If you just screamed out "Nooooo!!!!" you are allowed to polish your Unix Guru badge and wear it with pride. Personally I just sat there wondering why it was taking so long to return and why my disk was suddenly sounding so busy.

That's right. ".." refers to the parent directory. It had gone up a directory, then was using -R to recurse into every subdirectory on my web site, destroying previous ownership settings with abandon.

I realized after a few moments and killed it, but the damage was done, and I'm still discovering small parts of web sites that got broken. But a question for the gurus: how should I change all files and directories in a tree including those that start with a dot? Did I need to use some complicated find and chown combination command?

Tuesday, February 16, 2010

Google Messing Up I18n

People often seem to think Google can do no wrong; an image helped no doubt by being surrounded by companies such as Microsoft and Apple. But, even with all those computer science PhD's it snapped up, it sometimes just does not get it.
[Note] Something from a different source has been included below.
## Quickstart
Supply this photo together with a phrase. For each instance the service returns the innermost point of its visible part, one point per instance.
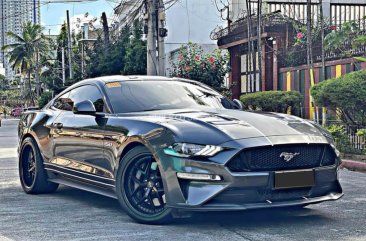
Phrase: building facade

Once a month or so, Google resets back to showing me the search results in Japanese, and only searching Japanese pages. My browser is set to say I prefer English pages, but it ignores that and uses my IP address. Japanese people use a Japanese browser that will send a header saying they want to see Japanese. Unless they actually want to see English. Why is Google ignoring this?

Perhaps Google needs fewer PhD's and more people who know what this header means:
Accept-Language en-gb,en;q=0.5

Google (!) tells me Google need to look at section 14.4 of RFC2616.

But, the user-unfriendliness goes deeper. Here is how I get out of Japanese mode.
Click: 検索オプション
Find: 言語 検索対象にする言語
and scroll down to find and select 英語

No! No, no, no! It just goes to show, even though I read Japanese I still messed up. Here is the correct way:

In the top-right of the search results click "設定 ▼" then 検索設定
In the line that says 表示言語の設定 scroll down to select 英語.
Then find the button in top-right that says 保存。When it pops up something that looks like an error message (but is actually a success message), press OK.

Hopefully I'm good for another month.

But the point of my rant is the only piece of English on any of those pages was "google". Not a single helpful line such as "switch this page to English". Perhaps they should use the Accept-Language header to decide what language the user would most like to see a "switch this page to XXX" link in?

Well, rant over. Google have been doing this for 10 years, so I don't expect they're going to change any time soon.

Thursday, February 4, 2010

Facebook Making Me Redundant

Back in 2007 I wrote an article on how to port your PHP applications into C++ (in the Oct 2007 issue of PHP Architect), showing the speed-up and memory-usage benefits. It's a nice idea, though I've only done it in a production project once. The programmer man-hours is very rarely worth it.

Well, Facebook have gone and automated the process, calling it Hip-Hop. Over 90% of Facebook's (400 billion PHP-based page views every month) traffic is now running on their Hip-Hop system, i.e. on PHP pages that have been compiled into C++.

This is very interesting to me as I have recently been writing less and less in C++, more and more in PHP. Even a tree searcher for computer go I have been doing in PHP, as an experiment to see how it goes. On reflection that particular experiment is probably a failure - I need to set bits in a 32-bit or 64-bit integer and PHP puts a layer of abstraction in the way.

The main php script is very slow (its been running non-stop for 5-6 weeks so far, with months left to run) but ironically all that time is being spent in calling other applications (written in C++!) to do the hard calculations. However I've another script that analyzes the data, needing to hold it all in memory at once, and that is showing signs of cracking - I'm already having to set my memory_limit to 1.5G, and that will probably hit 4G when the other script has chomped through all my data.

Hip Hop might be my saviour.

P.S. PHP Architect magazine also think this is going to be a very important technology.